In Costa Rica, the coins are even more ridiculous. For starters, they are all quite different in weight and material from each other, no consistency. The shiny ones feel like poorly made token coins. And are probably as valuable. If you took a colon [ko-LOAN] coin to the central bank of Costa Rica and demanded the Actual Money, what would you get? Probably the same coin handed back to you. This is their Actual Money. There is no gold or silver store in Costa Rica backing their currency. You know. Like there is in the U.S.

Bwa-ha-ha-ha-ha! And I have a bridge in Florida for sale.

Actually, colones [ko-LOAN-ace], like U.S. coins, aren’t worth the metal from whence they come. The only coins worth carrying are the 500 (it’s worth $1 and can actually buy stuff), and the 100s (worth 20 cents) and 50s (10 cents). These last two are excellent for tipping parking guards and grocery carriers. The seven other coins you see in the picture just take up space and weigh you down.

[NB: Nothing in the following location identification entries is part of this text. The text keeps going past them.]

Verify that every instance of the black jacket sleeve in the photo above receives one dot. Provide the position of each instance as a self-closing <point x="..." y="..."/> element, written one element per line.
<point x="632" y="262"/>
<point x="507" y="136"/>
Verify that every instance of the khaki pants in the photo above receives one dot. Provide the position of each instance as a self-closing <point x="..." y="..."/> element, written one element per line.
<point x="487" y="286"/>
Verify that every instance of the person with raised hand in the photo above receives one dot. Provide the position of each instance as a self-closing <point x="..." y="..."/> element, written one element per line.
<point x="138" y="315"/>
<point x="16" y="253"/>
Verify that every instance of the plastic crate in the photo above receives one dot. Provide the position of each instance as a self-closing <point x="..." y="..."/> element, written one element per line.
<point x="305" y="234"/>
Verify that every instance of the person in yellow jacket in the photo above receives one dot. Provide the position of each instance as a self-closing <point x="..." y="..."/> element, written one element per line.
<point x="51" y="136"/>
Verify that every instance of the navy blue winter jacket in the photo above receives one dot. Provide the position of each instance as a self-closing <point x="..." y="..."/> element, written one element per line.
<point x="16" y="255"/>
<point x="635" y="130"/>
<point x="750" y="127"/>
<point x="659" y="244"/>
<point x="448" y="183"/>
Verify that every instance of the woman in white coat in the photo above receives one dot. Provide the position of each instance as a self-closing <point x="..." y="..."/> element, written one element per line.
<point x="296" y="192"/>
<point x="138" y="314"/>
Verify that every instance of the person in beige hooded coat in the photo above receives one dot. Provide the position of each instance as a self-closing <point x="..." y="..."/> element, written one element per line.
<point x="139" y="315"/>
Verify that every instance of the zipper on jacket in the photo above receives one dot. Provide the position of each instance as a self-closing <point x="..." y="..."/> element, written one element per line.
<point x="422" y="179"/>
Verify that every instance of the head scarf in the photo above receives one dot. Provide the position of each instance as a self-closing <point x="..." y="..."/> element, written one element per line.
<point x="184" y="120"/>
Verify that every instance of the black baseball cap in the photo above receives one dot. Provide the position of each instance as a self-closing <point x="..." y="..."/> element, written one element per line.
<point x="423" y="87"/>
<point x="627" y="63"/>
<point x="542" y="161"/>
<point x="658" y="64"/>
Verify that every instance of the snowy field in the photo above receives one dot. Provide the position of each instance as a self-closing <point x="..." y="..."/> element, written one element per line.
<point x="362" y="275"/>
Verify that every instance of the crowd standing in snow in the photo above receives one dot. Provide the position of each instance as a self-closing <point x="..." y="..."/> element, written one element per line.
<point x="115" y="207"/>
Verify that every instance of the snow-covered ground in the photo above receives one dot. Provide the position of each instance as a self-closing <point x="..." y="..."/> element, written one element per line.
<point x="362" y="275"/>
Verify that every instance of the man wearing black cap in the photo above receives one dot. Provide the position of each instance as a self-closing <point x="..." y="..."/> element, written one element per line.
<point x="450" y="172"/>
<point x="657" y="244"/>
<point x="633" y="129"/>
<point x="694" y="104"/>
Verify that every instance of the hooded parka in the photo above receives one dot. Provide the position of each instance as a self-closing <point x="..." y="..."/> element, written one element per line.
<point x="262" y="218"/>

And confuse the hell out of you. Note that there are 3 different 10s (worth 2 cents) and 2 different 5s (worth a penny). Not only is getting change a bummer, but trying to pay with exact change is a test for old eyes and tired snyapses. I do keep a bag of coins in the car for the peajes [pay-AH-hays, tolls]. I love the challenge of getting 75 colones exactly out of all those different coins. I am easily amused.

Remember the good old days when we just carried around gold coins? If you wanted to pay for something that cost less than your whole coin, you just bit off a piece and paid with that. We should go back to that system. Simple and worth the effort.